W Polsce panuje reguła, że potrzebującym trzeba pomagać. Dlatego pomagamy. Najczęściej organizacjom, które delikatnie mówiąc, nie mają się najgorzej. Te mniej zaradne wegetują. A że specjalnie nikt o nich głośno nie mówi, to ich wegetacja odbywa się niepostrzeżenie.

Kryzys w strefie euro na łódzkim podwórku
Trudno jest dziś powiedzieć, gdzie i kiedy zakończy się czarny scenariusz Greków, nie mówiąc już o stojących pod ścianą w kolejce Włochach, Hiszpanach czy Portugalczykach. Coraz częściej lista krajów Eurolandu zaczyna przypominać kinowy afisz nocy z dramatami i horrorami w rolach głównych. Co gorsze, zdaniem ekonomistów, nie ma co liczyć na szybką zmianę repertuaru. Jak mantrę uparcie powtarzają oni, że znajdujemy się teraz w samym środku procesu naprawczego, na który składa się wiele rozwiązań i działań.

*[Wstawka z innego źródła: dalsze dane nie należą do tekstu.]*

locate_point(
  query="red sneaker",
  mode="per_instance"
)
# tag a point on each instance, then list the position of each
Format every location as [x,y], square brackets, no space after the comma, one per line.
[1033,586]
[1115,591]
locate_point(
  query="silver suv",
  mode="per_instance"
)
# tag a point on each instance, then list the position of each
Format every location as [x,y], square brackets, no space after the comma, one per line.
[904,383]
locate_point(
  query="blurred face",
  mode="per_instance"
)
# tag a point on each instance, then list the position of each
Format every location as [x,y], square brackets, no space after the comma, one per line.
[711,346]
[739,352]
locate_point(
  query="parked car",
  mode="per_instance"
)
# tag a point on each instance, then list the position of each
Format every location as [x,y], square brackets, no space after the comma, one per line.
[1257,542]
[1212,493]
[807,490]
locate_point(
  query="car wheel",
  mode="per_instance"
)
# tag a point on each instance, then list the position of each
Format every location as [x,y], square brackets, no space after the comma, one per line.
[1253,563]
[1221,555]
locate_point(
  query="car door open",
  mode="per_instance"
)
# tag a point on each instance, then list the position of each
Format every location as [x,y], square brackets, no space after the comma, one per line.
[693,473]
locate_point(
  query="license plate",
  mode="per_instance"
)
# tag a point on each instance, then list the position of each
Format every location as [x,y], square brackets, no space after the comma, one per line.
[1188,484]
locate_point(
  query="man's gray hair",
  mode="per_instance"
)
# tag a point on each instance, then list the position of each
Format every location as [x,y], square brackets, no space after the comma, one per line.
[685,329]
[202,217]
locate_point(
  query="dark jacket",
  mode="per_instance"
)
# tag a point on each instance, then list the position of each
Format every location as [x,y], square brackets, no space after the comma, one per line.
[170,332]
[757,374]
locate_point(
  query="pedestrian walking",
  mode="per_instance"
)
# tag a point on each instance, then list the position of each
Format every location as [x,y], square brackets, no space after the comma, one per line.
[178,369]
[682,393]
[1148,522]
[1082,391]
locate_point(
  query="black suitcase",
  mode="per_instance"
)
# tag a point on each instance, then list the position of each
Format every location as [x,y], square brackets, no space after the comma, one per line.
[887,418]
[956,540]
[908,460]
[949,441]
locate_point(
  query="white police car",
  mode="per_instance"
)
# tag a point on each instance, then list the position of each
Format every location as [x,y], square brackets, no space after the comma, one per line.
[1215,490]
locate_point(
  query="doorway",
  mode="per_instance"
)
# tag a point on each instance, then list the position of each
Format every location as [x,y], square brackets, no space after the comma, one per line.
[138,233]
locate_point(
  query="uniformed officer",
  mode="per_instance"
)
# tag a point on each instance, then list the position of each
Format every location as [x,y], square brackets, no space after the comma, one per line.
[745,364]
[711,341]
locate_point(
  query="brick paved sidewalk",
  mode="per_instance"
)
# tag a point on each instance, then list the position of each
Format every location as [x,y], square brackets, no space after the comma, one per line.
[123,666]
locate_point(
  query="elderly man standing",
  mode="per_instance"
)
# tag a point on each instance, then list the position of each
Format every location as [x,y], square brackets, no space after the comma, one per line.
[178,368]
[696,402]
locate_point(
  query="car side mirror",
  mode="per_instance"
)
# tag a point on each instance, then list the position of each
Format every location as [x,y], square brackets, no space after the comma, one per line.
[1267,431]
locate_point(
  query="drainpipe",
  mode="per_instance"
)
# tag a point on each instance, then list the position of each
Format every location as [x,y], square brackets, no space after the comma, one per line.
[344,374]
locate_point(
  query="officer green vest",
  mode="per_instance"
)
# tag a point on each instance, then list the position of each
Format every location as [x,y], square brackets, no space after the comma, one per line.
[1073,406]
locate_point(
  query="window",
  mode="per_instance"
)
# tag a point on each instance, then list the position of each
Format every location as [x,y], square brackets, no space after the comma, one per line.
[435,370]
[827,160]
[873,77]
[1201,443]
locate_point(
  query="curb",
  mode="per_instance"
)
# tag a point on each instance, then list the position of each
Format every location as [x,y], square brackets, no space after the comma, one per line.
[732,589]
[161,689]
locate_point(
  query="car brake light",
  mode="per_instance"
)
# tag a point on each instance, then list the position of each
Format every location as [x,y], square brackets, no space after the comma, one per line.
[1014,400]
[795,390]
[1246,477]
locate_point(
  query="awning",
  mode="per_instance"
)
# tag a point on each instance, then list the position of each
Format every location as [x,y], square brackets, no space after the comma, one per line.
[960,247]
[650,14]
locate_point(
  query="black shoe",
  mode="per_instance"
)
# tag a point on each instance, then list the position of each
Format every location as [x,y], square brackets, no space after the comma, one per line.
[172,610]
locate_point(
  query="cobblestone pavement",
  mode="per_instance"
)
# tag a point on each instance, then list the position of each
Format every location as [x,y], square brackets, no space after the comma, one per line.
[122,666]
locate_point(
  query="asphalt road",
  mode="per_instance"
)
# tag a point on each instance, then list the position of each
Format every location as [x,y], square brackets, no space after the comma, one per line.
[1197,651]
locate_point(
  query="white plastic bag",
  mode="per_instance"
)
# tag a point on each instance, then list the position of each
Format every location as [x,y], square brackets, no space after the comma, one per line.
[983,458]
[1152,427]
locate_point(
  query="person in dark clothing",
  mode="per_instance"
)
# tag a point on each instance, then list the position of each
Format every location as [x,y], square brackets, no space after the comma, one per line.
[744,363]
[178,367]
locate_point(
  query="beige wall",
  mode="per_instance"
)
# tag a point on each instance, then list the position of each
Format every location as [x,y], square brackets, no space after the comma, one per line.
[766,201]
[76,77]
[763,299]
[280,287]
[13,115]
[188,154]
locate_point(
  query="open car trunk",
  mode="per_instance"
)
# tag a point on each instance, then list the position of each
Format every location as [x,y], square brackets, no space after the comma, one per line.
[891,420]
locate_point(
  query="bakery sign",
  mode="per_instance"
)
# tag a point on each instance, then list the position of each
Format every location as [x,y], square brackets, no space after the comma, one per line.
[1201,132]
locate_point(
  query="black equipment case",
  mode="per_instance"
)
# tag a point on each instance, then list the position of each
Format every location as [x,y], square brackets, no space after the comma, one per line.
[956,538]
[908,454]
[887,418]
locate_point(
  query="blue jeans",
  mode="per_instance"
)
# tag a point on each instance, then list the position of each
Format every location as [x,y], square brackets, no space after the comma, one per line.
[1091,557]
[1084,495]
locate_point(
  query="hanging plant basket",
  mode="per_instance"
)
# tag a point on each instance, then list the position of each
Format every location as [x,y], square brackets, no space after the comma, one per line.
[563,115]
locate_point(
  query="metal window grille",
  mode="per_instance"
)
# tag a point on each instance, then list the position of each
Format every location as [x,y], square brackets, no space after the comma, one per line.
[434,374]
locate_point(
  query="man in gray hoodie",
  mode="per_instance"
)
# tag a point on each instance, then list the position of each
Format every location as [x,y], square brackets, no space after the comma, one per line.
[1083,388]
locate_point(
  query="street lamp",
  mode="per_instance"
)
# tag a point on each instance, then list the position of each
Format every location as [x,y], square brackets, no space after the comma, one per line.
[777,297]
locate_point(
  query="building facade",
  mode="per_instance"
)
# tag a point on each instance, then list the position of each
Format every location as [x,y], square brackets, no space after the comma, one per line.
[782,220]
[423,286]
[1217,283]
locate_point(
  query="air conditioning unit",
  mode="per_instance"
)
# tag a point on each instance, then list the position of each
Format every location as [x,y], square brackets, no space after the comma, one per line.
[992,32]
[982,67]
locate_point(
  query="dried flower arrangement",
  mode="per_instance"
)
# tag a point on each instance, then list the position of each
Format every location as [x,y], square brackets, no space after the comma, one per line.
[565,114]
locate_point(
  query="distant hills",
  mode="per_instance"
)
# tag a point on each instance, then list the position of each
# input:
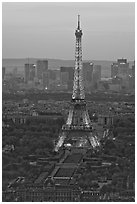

A unijni technokraci nie śpią i wypisują coraz to nowe recepty na kryzys, nie tylko w wymiarze ekonomicznym czy gospodarczym. Także w społecznym. Niektóre proponowane przez nich rozwiązania – wydawałoby się doskonale nam znane od lat – mają dziś znacznie większe znaczenie, niż by się można tego spodziewać. Współdziałanie i międzyludzkie zaufanie oparte na współpracy biznesu i NGO są jednymi z nich. Od kilku lat starała się je realizować łódzka świetlica przy Centrum Wsparcia Terapeutycznego na Pomorskiej 54. Sami podopieczni, wolontariusze i terapeuci nazywają ją po prostu Świetlicą Podwórkową. Kilka dni temu poinformowali o jej zamknięciu.


Świetlicowe You Can Dance

 
Praca na podwórku
Zamknięte na kłódkę drzwi na ulicy Pomorskiej to pewnie nie jedyny przypadek, w którym polska polityka społeczna realizuje się poprzez plan minimum. Żeby zmienić ten stan rzeczy, oprócz odgórnych planów naprawczych, potrzebna jest oddolna akceptacja. W skrócie, nasza akceptacja. Przykład Świetlicy Podwórkowej z pewnością nie powinien być traktowany jako reprezentatywna średnia z działania podobnych instytucji w Polsce, choć pewnie setki z nich codziennie borykają się z podobnymi problemami jak Sylwester Janek, prowadzący Centrum Wsparcia Terapeutycznego, przy którym działa świetlica. Mimo jednak zamknięcia placówki lepiej napisać, co Jankowi i jego ekipie udało się zrobić, niż skupiać się na problemach.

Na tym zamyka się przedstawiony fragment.